Мишка, повинуясь указательному жесту князя Феликса, заторопился к зашторенному окну… — и дальше-то что!? Стоять столбом? — присел возле батареи на корточки, сшиб ненароком жиденькую металлическую стоечку с пояснительным текстом. Поднимать и ставить ее на место было не то чтобы лень, но… это позже… Ах, брысь, да!?

'Брысь' — обидное слово, но — бедные не гордые, а рассчитаться за обиду можно будет когда-нибудь потом, если подвернется такая возможность. Мишка даже успел порадоваться мудрой взрослости своих коварных рассуждений, прежде чем сообразил, что князь-светлость Феликс его мысли тоже способен подслушать, как и предыдущие…

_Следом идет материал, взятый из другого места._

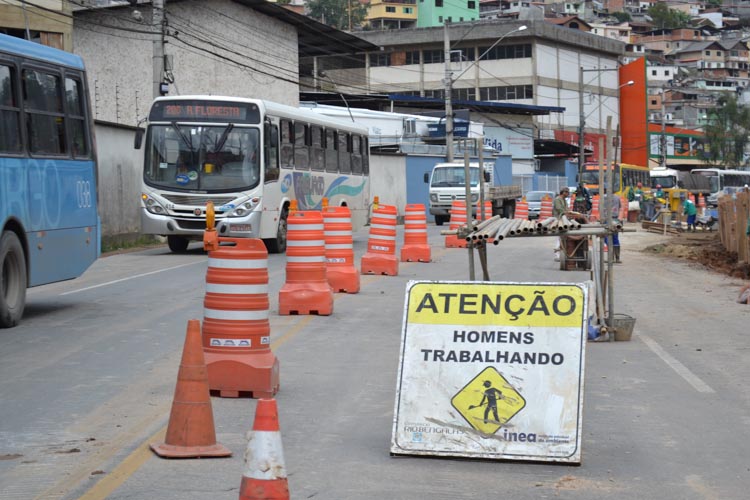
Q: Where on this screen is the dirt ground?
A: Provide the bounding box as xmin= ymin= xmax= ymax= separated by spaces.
xmin=643 ymin=231 xmax=750 ymax=280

Но, похоже, светлости-предводителю было не до Мишкиных мыслей: тот охнул сдавленно, словно бы от внезапного удара и проскрежетал:

— Что угодно Вашему императорскому величеству!?..

Мишке было совершенно понятно, что этот вопрос обращен именно к императору Павлику, а не к тому бородатому дядьке, что неподалеку от Феликса в кресле развалился… Вот, понятно — и все тут! Как Феликс этот Мишкины мысли ощущает, так и Мишка в княжеские въехал… Обратная связь — называется! А лысоватого-бородатого Мишка еще по картинной галерее запомнил, где цари с царицами… наверняка это какой-то из Александров… или Николаев…

Павлик явно что-то просипел в ответ, но Мишка не на него настроен, а на своего спесивого покровителя, поэтому, вероятно, и не уловил ничего, кроме общего смысла: 'человечка, мол, отдайте'…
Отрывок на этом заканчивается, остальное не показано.